When you achieve adulthood, you realize that viewing some relationships and pursuits as transactions guts them of all joy and meaning. That living in a world where everything is bargained for enslaves you to other people’s thoughts and desires rather than freeing you to pursue your own. To stand on your own two feet, you must be willing to sometimes stand alone.

Adulthood is the realization that sometimes an abstract principle is right and good for its own sake. The same way that the adolescent realizes there’s more to the world than the child’s pleasure or pain, the adult realizes that there’s more to the world than the adolescent’s constant bargaining for validation, approval, and satisfaction. The adult does what is right for the simple reason that it is right. End of discussion.

How to grow up and be more mature: Figure 2

An adolescent will say that she values honesty — because she has learned that saying so produces good results — but when confronted with the difficult conversations, she will tell white lies, exaggerate the truth, and fail to stand up for her own self-worth.

An adolescent will say he loves you. But his conception of love is that he gets something in return (probably sex), that love is merely an emotional swap meet, where you each bring everything you have to offer and haggle with each other for the best deal.

An adolescent says she is generous. But when she does favors and gives gifts, it’s always done conditionally, with the unspoken idea that she will receive something in return at some later date.

An adult will be honest for the simple sake that honesty is more important than pleasure or pain. Honesty is more important than getting what you want or achieving a goal. Honesty is inherently good and valuable, in and of itself. An adult will love freely without expecting anything in return because an adult understands that that is the only thing that can make love real. An adult will give without expectation, without seeking anything in return, because to do so defeats the purpose of a gift in the first place.

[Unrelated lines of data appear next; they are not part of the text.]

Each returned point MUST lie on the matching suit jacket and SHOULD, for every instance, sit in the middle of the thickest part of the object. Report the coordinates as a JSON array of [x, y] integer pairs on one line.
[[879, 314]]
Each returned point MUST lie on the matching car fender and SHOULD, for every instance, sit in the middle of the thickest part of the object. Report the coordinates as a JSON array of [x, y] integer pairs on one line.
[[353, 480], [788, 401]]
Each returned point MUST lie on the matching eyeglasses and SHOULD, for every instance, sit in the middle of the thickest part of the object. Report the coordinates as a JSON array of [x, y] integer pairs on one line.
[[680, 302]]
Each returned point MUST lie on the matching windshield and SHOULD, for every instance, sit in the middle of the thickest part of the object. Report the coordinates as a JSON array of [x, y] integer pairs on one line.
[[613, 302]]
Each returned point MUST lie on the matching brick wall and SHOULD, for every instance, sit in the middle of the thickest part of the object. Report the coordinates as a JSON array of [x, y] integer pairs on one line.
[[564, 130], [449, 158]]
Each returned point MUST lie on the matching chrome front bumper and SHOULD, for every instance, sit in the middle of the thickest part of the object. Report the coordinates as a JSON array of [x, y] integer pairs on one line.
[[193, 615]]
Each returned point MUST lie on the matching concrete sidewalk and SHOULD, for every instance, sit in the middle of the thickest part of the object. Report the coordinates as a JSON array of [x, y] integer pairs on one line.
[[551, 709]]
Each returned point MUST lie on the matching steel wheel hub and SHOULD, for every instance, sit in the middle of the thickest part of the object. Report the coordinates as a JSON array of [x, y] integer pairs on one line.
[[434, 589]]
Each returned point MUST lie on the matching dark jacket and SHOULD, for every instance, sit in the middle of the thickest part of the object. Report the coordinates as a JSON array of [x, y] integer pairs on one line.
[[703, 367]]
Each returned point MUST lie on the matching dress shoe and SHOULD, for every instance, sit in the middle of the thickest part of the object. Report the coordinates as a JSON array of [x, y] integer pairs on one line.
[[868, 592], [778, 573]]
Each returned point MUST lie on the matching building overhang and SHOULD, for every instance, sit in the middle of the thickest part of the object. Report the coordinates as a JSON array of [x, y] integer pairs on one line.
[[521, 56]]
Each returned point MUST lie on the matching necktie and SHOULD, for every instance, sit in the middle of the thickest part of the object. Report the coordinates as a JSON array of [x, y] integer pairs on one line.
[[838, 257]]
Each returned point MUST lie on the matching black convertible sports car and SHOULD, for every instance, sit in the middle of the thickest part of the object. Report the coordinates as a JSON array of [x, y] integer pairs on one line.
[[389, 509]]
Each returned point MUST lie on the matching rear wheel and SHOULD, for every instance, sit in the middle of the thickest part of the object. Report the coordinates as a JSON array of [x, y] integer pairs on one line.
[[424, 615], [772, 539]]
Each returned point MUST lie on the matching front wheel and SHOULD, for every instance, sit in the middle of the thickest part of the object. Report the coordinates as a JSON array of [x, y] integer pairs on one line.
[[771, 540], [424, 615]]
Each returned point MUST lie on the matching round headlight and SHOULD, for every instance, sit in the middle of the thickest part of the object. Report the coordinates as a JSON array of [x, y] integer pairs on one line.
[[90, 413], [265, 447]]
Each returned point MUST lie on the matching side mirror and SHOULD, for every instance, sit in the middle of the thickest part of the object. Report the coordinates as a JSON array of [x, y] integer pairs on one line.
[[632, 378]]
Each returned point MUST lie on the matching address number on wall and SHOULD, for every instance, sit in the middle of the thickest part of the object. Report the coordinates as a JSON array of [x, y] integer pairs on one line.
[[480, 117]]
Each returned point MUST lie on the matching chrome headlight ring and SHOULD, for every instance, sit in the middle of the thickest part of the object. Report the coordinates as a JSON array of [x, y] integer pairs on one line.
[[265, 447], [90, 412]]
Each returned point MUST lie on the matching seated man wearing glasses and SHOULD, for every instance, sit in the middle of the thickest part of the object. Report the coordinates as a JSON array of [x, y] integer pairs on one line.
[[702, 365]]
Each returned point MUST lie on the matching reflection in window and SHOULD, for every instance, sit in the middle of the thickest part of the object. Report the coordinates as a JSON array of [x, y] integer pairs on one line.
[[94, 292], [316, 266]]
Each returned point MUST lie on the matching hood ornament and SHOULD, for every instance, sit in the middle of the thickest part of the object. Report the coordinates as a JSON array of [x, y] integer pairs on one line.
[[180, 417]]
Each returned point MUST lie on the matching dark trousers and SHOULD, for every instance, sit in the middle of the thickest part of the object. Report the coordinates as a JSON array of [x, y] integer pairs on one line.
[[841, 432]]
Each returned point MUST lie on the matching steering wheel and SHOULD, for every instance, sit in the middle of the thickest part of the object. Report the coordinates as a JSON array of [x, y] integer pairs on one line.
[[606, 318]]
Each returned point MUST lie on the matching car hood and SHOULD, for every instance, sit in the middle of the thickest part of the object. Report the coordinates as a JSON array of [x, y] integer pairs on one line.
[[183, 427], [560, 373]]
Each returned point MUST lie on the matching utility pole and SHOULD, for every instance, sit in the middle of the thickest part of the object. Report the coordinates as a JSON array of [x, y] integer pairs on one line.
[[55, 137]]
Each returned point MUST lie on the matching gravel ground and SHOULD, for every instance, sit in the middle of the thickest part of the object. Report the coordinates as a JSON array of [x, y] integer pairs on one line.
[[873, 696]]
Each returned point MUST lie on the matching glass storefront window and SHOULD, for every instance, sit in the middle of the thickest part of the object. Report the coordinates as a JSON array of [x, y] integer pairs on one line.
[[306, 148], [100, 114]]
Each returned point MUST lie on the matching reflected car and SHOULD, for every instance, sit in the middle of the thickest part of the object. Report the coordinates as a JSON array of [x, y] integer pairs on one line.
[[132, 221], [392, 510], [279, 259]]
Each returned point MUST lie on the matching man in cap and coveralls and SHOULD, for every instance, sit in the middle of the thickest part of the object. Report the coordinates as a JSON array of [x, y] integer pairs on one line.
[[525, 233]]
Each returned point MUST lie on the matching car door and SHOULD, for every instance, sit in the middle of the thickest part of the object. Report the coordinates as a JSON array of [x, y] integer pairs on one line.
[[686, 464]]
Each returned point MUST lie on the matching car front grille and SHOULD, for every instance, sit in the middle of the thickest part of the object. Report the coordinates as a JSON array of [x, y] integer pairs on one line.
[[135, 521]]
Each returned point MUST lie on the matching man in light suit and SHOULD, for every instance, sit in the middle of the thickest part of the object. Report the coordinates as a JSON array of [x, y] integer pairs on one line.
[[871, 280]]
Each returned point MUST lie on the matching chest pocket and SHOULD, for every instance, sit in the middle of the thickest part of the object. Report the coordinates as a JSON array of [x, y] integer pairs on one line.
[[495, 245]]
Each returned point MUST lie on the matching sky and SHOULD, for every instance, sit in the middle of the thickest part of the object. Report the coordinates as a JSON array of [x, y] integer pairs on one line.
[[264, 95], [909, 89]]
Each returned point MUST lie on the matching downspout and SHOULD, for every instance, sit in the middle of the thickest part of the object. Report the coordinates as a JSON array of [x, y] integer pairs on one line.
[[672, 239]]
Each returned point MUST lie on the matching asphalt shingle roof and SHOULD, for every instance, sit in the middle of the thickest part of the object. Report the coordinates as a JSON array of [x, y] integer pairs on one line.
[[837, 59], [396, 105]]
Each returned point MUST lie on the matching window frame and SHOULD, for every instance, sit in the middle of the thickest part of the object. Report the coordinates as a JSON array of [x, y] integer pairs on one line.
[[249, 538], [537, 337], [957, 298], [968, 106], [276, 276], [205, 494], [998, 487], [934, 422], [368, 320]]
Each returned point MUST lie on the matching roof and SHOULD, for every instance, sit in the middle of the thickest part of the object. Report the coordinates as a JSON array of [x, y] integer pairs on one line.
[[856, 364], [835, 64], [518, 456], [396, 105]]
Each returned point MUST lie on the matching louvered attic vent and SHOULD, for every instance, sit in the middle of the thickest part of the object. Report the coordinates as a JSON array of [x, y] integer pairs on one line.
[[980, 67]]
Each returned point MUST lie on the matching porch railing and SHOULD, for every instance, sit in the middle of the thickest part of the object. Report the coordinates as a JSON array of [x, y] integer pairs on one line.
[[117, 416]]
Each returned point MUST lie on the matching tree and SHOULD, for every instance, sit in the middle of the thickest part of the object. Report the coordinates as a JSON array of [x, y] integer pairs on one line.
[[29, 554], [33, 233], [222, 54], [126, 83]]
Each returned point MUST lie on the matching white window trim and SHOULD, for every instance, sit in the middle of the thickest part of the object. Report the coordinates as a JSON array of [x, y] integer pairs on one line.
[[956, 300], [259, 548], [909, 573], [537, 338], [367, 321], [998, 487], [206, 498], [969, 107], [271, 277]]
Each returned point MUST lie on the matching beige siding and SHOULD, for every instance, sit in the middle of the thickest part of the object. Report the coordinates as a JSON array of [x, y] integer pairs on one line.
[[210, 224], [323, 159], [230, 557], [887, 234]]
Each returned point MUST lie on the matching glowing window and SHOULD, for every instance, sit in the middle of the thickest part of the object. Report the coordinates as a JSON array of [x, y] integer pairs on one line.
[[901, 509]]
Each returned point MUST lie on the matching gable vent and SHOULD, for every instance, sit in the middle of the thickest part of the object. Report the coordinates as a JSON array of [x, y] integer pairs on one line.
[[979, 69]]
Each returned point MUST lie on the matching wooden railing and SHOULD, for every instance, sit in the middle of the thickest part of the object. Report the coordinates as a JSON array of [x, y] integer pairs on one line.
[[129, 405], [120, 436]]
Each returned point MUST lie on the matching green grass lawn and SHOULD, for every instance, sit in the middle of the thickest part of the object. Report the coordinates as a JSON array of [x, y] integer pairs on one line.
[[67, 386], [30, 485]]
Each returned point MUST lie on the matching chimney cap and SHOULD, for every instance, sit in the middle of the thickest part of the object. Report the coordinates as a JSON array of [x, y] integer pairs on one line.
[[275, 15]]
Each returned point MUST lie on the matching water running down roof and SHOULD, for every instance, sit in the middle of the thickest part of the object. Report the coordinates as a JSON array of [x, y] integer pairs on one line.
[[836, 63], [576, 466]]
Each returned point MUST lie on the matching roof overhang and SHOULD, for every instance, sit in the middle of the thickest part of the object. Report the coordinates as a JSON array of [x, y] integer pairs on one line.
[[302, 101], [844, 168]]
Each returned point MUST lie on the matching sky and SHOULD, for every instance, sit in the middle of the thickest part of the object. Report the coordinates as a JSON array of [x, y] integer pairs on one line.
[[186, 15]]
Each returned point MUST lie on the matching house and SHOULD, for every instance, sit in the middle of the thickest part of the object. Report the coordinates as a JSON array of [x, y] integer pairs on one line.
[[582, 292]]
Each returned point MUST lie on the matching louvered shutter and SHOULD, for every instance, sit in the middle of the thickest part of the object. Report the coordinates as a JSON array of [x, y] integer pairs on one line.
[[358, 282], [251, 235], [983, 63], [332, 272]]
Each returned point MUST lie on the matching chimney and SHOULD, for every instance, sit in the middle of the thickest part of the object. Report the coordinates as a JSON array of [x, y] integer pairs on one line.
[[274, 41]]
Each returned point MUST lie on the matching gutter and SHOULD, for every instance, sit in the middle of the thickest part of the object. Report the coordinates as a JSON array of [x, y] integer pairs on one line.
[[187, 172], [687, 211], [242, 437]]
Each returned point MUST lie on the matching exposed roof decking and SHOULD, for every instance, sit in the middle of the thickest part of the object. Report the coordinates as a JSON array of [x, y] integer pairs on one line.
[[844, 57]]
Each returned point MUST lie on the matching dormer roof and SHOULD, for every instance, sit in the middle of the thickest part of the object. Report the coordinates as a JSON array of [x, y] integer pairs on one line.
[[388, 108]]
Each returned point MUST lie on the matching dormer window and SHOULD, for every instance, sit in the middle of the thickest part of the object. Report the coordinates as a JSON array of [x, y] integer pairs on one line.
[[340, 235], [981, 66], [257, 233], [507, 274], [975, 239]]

So the little kid steals the ice cream because it feels good, oblivious to the consequences. The older child stops himself from stealing it because he knows it will create worse consequences in the future. But his decision is ultimately part of a bargain with his future self: “I’ll forgo some pleasure now to prevent greater future pain.”

But it’s only the adult who doesn’t steal for the simple principle that stealing is wrong. And to steal — even if they got away with it! — would make them feel worse about themselves.